はたして,人間の有限性の認識の「一般化」は可能なのだろうか?

小松左京自身,この問題の考察に対して非力であることを認めている。 しかし,小松左京は,「人類全体の理性に対して,——特に二十世紀後半の理性に対して,はなはだ楽観的な見解を持っている」ともいう。 実際,二十世紀後半に冷戦は終結し,破滅的な状況は回避された。

では,二十一世紀はどうだろう。 二十一世紀最初の年にアメリカ同時多発テロが起こり,テロとの戦いが始まった。 2016年の今も,IS (Islamic State) という巨大なテロ組織が世界に憎悪をばらまいている。 「闘うべき相手は,同胞ではない」などという認識が,人類共通のものとなるなどというのは夢のまた夢である。
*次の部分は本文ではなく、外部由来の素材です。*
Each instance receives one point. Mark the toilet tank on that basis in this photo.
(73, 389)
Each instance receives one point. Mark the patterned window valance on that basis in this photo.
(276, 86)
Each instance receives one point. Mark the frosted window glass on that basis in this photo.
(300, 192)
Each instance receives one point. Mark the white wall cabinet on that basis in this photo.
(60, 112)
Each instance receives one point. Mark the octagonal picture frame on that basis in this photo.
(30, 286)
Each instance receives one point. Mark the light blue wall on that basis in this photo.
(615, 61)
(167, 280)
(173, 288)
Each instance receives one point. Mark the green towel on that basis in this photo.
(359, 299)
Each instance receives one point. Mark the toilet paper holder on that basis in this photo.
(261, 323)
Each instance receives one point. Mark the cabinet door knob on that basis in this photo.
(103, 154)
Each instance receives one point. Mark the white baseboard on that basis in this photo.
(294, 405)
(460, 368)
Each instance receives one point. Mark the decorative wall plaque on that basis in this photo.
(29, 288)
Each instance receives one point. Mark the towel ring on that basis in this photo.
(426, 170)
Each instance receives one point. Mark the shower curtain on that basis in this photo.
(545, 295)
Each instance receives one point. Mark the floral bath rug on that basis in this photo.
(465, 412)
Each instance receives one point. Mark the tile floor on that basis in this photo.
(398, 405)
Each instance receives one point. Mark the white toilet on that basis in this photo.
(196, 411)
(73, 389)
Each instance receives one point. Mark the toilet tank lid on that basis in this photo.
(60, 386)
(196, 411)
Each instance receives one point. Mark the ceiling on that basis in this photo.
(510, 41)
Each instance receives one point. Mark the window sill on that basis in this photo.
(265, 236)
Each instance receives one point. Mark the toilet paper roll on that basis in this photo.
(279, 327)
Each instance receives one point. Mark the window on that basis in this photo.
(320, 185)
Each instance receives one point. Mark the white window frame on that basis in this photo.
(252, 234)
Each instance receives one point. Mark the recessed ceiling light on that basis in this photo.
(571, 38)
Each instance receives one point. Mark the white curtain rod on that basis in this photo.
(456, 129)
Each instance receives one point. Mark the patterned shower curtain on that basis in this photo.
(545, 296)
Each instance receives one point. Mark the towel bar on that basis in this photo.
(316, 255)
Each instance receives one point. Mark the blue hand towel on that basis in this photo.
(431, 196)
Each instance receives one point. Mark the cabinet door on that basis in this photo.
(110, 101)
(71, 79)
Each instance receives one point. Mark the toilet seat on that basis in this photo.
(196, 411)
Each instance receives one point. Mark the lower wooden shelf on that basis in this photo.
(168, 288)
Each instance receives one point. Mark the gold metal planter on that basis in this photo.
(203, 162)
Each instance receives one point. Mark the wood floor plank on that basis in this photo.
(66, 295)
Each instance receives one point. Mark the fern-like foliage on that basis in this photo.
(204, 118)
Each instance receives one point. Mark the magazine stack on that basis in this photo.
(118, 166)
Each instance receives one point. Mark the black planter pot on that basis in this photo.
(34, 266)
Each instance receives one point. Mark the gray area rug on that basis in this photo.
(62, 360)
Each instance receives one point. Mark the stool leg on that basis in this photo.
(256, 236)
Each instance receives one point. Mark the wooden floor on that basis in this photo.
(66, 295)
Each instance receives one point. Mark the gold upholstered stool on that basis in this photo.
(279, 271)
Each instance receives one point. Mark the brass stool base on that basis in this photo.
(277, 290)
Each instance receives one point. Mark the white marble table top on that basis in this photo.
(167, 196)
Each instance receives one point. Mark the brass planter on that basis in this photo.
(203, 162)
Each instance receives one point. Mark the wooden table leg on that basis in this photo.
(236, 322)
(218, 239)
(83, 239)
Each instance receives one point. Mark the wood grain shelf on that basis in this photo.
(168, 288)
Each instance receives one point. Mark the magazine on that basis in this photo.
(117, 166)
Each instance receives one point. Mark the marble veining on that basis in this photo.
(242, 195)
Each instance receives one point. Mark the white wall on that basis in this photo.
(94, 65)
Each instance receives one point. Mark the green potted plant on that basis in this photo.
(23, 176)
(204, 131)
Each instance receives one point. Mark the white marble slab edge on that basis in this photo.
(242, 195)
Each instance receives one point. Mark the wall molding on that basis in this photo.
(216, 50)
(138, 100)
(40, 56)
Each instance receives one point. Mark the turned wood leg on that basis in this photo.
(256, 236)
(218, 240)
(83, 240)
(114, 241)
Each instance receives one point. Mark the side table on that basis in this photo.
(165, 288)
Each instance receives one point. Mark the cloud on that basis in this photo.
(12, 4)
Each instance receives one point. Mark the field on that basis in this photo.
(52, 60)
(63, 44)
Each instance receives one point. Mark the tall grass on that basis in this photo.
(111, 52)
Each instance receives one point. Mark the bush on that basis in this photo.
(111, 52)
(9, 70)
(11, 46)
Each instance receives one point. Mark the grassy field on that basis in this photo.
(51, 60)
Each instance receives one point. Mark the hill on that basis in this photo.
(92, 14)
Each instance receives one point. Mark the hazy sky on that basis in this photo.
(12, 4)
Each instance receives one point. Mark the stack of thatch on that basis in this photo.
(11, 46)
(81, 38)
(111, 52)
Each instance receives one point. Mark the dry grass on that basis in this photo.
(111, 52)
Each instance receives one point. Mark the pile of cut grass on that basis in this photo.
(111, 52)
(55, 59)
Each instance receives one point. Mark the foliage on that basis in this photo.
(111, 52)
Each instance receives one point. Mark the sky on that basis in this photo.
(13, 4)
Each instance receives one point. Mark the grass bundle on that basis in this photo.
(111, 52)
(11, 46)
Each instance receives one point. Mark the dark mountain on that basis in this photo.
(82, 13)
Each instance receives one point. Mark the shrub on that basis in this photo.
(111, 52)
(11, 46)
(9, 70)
そもそも,個々の人間は人類全体の利益を考えられるようにはできていない。 そうでなければ,合理的個人を前提とする経済学は成立しない。 そして,複数の合理的個人は,ともすれば「囚人のジレンマ」に陥る。 軍縮が進まないのも,「囚人のジレンマ」の一つである。 外側からそれをバカバカしいと非難するのは簡単だが,その仕組みの内側にいるプレイヤーにからしてみれば,他に選択肢はないのである。

小松左京は,あまりに楽観的だと思う。

ところで,伊藤計劃が『ハーモニー』で目指した世界は,小松左京の目指しているものに重なる部分がある。 『ハーモニー』で描かれるのは,すべての人間は世界にとって欠かすことのできないリソースであるという意識,「リソース意識」が普遍的認識に近づきつつある社会である。 しかし,この作品の結末では,社会の調和=ハーモニーの究極的実現ために,人間の「意識」は消滅させられる。 小松左京が「物質」に対し,人間の「精神」に重きを置いたのとは全くの逆である。

伊藤計劃は,あまりに悲観的である。 これが,高度経済成長の60年代日本と,失われた20年の2000年代日本の違いだろうか。